KYIV (Reuters) – President Volodymyr Zelenskiy said Ukraine hoped to secure heavy weapons at talks with the U.S. secretaries of state and defence in Kyiv on Sunday, supplies that he said were vital for Ukraine to eventually retake Russian-occupied territory.

The Ukrainian leader warned that Kyiv would quit talks with Moscow if Russia destroyed “our people” surrounded in the war-torn city of Mariupol or staged referendums to create more breakaway republics on newly-occupied Ukrainian soil.

At one point in an emotional news conference, he said that he thought Russia could use a nuclear weapon, but that he did not want to believe that Moscow would.

He said that it was absolutely vital for Ukraine to obtain more weapons.
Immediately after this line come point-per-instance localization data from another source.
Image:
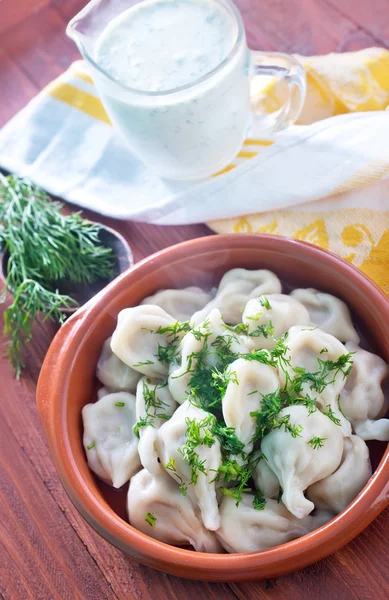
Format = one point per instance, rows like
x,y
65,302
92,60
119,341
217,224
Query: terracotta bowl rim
x,y
275,561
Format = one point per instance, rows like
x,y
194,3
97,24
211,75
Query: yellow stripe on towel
x,y
252,142
83,101
247,154
82,75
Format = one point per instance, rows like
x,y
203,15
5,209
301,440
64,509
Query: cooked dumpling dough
x,y
135,340
277,311
212,328
172,438
295,462
114,374
329,313
177,521
181,304
245,529
249,382
362,399
235,290
265,480
154,405
336,491
110,443
306,348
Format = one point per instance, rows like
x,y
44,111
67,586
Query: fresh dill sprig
x,y
259,501
316,442
239,475
264,301
154,406
198,433
151,519
43,248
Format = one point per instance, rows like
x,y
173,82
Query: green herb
x,y
198,433
168,354
151,519
259,501
316,442
43,248
326,374
331,415
240,480
229,441
265,302
152,404
263,331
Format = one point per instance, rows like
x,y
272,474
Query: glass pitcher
x,y
195,130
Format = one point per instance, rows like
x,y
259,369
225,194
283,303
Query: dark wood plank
x,y
12,13
303,27
372,18
41,555
16,88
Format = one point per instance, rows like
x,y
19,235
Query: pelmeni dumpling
x,y
245,529
336,491
193,342
265,480
181,304
156,507
110,443
248,382
114,374
201,486
270,316
362,399
135,340
295,461
154,405
235,290
329,313
308,349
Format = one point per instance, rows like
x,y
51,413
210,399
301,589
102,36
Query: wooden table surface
x,y
47,551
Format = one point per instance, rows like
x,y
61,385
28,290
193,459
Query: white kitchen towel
x,y
63,141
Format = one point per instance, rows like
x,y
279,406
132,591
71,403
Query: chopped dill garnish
x,y
263,300
198,433
316,442
331,415
229,441
168,354
239,475
259,501
151,519
263,331
152,404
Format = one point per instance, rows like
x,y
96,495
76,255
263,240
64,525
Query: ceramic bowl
x,y
67,383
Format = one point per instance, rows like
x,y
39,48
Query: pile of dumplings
x,y
239,416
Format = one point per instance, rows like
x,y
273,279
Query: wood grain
x,y
46,549
12,13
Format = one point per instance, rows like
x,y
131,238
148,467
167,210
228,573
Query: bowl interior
x,y
204,268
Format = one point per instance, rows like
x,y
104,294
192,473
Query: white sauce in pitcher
x,y
161,45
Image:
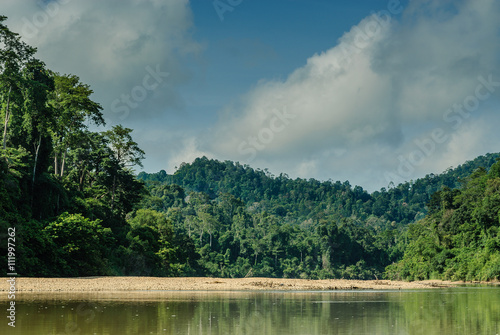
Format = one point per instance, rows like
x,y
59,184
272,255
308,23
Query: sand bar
x,y
113,284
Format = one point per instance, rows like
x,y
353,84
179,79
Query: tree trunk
x,y
56,172
113,193
34,168
7,116
64,161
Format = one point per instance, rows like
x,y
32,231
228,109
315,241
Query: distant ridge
x,y
403,204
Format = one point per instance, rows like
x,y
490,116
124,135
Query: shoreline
x,y
114,284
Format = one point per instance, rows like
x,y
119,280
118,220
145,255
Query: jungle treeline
x,y
79,209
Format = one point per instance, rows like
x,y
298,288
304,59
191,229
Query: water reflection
x,y
449,311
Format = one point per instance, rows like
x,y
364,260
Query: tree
x,y
14,55
73,106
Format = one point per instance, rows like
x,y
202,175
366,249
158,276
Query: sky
x,y
374,92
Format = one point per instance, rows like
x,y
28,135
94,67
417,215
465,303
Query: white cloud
x,y
370,97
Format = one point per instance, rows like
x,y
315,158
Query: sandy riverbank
x,y
100,284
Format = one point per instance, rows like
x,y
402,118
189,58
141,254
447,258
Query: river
x,y
463,310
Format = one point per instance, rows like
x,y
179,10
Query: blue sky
x,y
365,91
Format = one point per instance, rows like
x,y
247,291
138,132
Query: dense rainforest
x,y
78,208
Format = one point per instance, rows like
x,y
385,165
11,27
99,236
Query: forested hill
x,y
306,199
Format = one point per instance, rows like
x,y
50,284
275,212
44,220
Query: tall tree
x,y
72,103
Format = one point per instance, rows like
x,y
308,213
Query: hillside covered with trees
x,y
78,208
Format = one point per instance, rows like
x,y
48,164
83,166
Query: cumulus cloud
x,y
356,110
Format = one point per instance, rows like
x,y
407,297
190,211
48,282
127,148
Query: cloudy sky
x,y
368,91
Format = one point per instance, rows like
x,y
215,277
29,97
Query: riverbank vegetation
x,y
79,209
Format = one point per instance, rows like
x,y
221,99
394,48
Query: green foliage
x,y
459,240
81,245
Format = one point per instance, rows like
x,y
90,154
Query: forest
x,y
79,208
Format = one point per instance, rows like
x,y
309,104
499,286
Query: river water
x,y
466,310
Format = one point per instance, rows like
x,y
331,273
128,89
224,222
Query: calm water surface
x,y
471,310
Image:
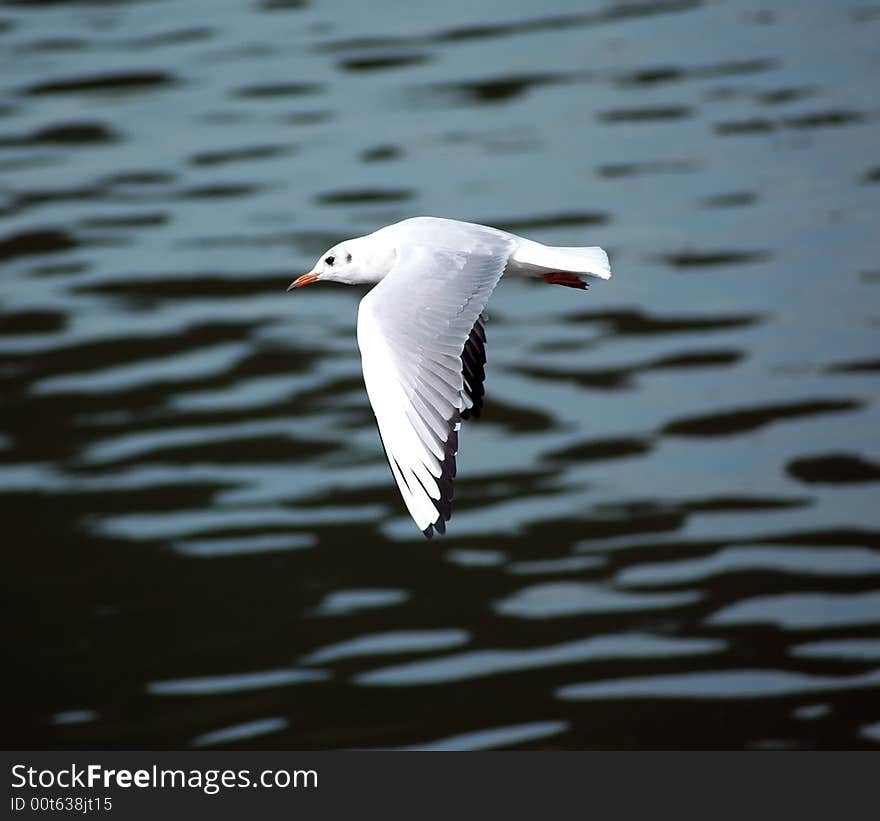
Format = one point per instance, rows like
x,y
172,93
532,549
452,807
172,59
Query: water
x,y
666,524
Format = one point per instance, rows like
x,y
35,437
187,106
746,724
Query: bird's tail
x,y
562,266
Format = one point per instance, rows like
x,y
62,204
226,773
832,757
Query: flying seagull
x,y
422,335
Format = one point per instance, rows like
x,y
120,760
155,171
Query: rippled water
x,y
666,524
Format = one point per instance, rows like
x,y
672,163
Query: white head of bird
x,y
360,261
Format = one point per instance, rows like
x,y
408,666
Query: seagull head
x,y
364,260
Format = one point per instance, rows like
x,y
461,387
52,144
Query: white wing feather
x,y
412,328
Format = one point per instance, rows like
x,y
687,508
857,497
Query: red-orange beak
x,y
305,279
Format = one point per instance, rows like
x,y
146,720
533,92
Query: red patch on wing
x,y
568,280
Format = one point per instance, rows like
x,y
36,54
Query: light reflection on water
x,y
665,529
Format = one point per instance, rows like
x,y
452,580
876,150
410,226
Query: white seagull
x,y
422,335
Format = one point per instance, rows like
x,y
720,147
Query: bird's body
x,y
421,332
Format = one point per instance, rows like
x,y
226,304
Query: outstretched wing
x,y
473,369
422,349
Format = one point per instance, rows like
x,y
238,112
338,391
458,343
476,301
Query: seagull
x,y
422,335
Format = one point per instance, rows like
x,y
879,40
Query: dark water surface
x,y
666,524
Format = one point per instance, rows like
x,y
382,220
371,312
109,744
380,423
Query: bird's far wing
x,y
473,369
413,328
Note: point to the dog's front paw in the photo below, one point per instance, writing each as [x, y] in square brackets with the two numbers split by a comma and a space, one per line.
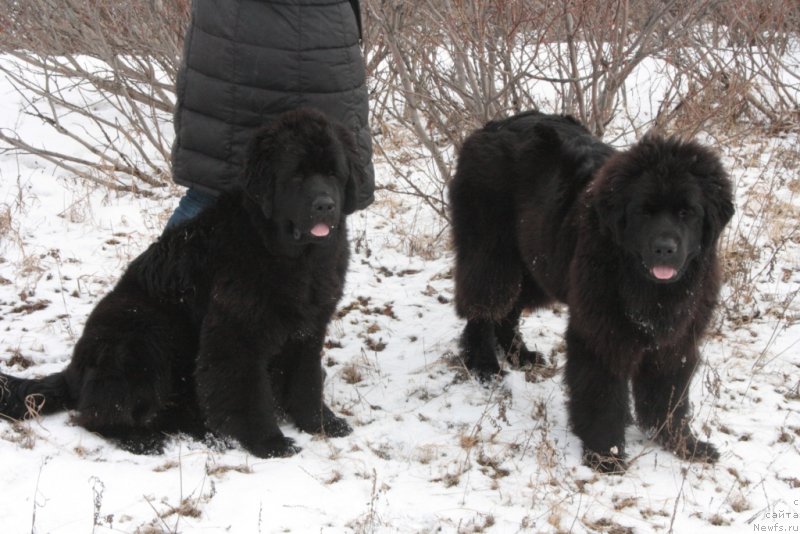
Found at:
[688, 447]
[276, 447]
[336, 427]
[611, 462]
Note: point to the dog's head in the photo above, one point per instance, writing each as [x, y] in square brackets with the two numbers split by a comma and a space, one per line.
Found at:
[302, 172]
[665, 202]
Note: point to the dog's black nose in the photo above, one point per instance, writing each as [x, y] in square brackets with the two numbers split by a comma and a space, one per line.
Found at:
[664, 246]
[323, 203]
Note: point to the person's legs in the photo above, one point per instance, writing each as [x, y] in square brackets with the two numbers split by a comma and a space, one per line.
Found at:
[192, 203]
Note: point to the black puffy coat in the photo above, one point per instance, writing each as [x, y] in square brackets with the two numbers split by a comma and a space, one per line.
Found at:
[245, 62]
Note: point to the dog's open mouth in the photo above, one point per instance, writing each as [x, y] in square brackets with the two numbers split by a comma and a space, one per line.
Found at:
[664, 273]
[320, 230]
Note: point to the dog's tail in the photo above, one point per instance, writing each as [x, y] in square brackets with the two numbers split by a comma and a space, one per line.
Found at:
[22, 398]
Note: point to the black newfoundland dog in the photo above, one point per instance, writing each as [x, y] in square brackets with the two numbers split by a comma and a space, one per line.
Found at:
[542, 212]
[219, 325]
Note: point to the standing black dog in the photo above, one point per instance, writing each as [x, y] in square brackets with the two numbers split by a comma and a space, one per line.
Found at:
[542, 211]
[219, 325]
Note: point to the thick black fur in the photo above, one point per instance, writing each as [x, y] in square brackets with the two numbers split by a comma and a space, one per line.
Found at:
[219, 325]
[542, 212]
“As soon as we have (more weapons), as soon as there are enough of them, believe me, we will immediately retake this or that territory, which is temporarily occupied,” he told reporters.

He used his news conference held in Kyiv’s metro system to announce the imminent arrival of U.S. Secretary of State Antony Blinken and Secretary of Defense Lloyd Austin for talks on Sunday.

“Tomorrow we will discuss this exact list of weapons that are essential for us and the pace of deliveries,” he said. “We expect this. We would like to have … powerful heavy weapons.”

He fought back tears at one point saying that he shared the pain of every Ukrainian who had lost children in Russia’s war and that Saturday’s missile strikes had killed eight people in the city of Odesa, including a three-month-old child.

He said that Saturday had been one of the most difficult days yet for Ukrainian forces encircled in Mariupol and that Kyiv had offered Moscow every possible kind of exchange deal to secure their release.

Ukrainian forces are holed up at a steel works in the city of Mariupol.